Tylecodon paniculatus (2012)

By Chris Deem (November 2012)

Revealed now are two memories from a hill, illumed by a hot sun’s glow, in a place in South Africa where tylecodons grow.

After three days of winter’s cool drizzle, the sun’s warmth has finally returned. On this lush, sun-bathed hill, six tylecodons grow in a small group. At present, flowering ruschia shrubs and light-green senecios surrounds them. A small distance away, a lone tylecodon grows slowly in a bleak, rock-strewn soil. At present, its peeling branches and thick leaves are gently shading its only companion.

I can still remember, it was not so long ago, when last the six diminutive trees were flowering. At that time, a small colorful flock of sunbirds appeared, as if arriving from a soft-hued dream. They flew from flower to flower in a jaunty, high-spirited dance.

The sunbirds’ dance did not include the lone tylecodon. It stood, at that time, without any flowers or even its leaves, to shade its companion from the afternoon sun.

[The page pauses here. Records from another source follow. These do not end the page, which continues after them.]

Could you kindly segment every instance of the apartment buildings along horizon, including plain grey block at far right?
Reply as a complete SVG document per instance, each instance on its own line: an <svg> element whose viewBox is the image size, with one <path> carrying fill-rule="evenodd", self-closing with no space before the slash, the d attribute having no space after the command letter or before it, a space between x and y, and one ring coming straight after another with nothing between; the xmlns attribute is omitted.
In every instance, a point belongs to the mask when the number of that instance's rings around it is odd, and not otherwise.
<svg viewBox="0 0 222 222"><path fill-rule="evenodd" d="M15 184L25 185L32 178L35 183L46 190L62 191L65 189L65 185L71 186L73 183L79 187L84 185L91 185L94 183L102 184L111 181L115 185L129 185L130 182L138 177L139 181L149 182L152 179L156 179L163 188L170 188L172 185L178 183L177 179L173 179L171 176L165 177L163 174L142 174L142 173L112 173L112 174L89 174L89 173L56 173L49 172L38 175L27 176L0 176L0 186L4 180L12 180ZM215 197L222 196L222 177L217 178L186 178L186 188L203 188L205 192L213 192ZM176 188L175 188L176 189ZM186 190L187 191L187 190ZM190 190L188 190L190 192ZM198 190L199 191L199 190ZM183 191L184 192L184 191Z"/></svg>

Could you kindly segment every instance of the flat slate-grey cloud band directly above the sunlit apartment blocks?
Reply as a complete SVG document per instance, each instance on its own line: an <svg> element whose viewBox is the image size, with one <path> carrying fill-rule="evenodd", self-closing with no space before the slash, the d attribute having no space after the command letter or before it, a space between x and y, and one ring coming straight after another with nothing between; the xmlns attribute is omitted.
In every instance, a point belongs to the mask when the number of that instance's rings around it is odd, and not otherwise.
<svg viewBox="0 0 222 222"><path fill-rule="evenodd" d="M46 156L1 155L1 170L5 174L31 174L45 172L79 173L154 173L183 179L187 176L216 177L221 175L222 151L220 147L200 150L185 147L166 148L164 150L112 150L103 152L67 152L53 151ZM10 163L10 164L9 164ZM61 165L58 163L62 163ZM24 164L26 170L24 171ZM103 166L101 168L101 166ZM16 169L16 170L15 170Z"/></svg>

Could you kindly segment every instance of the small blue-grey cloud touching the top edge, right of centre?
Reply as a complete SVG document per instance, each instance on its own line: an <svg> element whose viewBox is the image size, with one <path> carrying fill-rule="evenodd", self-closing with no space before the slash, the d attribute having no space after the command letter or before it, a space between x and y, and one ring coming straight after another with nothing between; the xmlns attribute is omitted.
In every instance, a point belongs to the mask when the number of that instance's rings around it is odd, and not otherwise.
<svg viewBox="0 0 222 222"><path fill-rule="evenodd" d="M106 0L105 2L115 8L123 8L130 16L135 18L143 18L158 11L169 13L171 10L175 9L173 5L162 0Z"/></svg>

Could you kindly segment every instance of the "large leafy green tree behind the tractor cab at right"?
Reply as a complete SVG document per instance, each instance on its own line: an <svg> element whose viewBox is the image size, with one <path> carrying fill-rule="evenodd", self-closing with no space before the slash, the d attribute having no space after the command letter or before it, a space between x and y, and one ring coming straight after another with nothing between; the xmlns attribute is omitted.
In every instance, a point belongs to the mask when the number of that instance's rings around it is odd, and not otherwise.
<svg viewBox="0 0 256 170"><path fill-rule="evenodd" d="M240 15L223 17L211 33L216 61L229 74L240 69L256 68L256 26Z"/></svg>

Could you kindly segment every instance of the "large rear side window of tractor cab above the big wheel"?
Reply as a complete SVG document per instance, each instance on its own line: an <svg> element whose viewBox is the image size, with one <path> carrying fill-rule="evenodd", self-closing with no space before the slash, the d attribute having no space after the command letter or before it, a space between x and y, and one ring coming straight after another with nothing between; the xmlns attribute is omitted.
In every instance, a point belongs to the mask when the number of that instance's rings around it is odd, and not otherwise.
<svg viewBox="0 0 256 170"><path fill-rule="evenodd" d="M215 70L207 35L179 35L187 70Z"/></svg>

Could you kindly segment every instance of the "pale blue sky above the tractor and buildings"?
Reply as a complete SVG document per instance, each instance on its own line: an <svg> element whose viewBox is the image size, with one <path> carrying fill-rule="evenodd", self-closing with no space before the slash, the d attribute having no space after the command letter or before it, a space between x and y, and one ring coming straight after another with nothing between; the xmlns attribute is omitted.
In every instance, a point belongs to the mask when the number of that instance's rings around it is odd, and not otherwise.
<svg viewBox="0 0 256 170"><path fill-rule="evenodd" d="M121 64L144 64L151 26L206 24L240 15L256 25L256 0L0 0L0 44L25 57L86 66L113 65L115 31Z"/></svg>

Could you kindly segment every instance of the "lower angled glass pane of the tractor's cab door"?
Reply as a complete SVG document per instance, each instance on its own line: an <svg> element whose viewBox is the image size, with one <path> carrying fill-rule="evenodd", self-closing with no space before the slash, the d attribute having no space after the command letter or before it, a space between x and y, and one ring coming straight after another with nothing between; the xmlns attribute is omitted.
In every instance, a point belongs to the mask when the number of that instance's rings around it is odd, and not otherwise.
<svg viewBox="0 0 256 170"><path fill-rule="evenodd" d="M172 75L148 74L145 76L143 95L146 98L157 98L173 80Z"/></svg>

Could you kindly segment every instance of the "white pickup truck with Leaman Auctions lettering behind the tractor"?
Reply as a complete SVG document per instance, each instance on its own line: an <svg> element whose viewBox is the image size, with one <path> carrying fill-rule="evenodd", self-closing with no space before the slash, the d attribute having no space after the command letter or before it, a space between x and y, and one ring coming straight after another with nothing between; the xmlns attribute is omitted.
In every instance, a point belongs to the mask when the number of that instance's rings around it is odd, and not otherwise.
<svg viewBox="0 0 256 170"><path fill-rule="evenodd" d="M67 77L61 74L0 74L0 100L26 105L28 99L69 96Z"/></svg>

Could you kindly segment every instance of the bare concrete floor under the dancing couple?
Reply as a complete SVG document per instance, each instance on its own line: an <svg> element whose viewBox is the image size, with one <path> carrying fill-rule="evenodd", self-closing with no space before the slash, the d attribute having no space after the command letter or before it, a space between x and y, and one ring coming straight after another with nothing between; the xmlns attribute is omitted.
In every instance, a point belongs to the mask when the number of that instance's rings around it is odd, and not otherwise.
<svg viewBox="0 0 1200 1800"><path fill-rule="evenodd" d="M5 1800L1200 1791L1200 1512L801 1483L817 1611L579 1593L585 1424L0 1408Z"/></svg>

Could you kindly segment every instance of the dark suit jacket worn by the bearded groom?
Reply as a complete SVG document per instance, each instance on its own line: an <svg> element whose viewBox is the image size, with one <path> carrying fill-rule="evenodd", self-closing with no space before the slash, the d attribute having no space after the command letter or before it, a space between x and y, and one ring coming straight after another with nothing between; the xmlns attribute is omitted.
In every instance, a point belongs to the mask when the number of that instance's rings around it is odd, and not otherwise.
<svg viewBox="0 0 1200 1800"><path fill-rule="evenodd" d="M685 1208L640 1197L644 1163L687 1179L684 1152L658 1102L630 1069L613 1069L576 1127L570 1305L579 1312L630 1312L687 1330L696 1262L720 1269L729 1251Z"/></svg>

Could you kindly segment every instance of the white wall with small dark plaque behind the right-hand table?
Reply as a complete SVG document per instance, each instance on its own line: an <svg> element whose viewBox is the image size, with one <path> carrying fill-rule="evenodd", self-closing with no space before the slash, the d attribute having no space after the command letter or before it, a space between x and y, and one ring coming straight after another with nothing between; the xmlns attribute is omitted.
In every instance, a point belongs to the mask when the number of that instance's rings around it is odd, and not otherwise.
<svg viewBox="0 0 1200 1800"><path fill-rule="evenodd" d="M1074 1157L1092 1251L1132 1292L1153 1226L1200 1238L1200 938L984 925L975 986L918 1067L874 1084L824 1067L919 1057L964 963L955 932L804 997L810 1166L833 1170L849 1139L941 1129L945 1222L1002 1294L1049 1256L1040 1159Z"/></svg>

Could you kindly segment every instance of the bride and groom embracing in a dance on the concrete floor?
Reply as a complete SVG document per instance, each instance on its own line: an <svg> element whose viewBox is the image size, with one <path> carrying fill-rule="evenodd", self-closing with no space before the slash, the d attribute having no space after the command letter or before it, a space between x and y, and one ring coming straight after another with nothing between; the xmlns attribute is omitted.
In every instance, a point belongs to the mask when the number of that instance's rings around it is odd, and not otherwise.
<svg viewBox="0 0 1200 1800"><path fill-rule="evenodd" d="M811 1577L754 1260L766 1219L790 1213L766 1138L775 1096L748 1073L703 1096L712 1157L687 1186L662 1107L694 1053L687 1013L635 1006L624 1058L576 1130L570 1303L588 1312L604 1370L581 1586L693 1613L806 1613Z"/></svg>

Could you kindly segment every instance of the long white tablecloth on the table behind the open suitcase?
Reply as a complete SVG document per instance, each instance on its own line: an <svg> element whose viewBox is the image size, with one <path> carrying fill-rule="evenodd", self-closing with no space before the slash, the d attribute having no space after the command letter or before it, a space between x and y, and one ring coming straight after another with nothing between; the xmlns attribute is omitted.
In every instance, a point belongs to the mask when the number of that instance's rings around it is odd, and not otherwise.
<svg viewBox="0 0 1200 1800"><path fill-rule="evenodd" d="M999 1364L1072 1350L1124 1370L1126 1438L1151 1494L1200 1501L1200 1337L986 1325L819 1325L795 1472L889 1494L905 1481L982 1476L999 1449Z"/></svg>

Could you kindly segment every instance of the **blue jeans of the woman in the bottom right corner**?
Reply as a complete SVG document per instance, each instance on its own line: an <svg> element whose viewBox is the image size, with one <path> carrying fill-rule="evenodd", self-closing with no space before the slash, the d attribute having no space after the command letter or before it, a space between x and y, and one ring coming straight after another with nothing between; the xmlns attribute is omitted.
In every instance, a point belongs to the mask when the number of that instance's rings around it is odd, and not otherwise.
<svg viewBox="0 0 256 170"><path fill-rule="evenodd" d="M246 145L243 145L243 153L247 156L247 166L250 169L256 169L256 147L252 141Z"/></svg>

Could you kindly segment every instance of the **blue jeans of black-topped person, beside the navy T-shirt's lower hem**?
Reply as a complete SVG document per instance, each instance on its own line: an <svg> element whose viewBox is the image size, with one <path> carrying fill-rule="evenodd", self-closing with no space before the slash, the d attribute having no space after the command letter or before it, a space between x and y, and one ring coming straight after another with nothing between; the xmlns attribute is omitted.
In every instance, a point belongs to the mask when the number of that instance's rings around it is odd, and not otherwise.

The memory of the sunbirds is now fading, yet the memory still lives. It has joined another that remains on this ancient hill. The other remains as a fossil, from much further away. A small colorful pterosaur once flew here long before some dinosaurs became birds. On this day, a tylecodon a small distance away shades it.

In the winter rainfall regions of South Africa and Namibia, the deciduous species Tylecodon paniculatus is pollinated by sunbirds.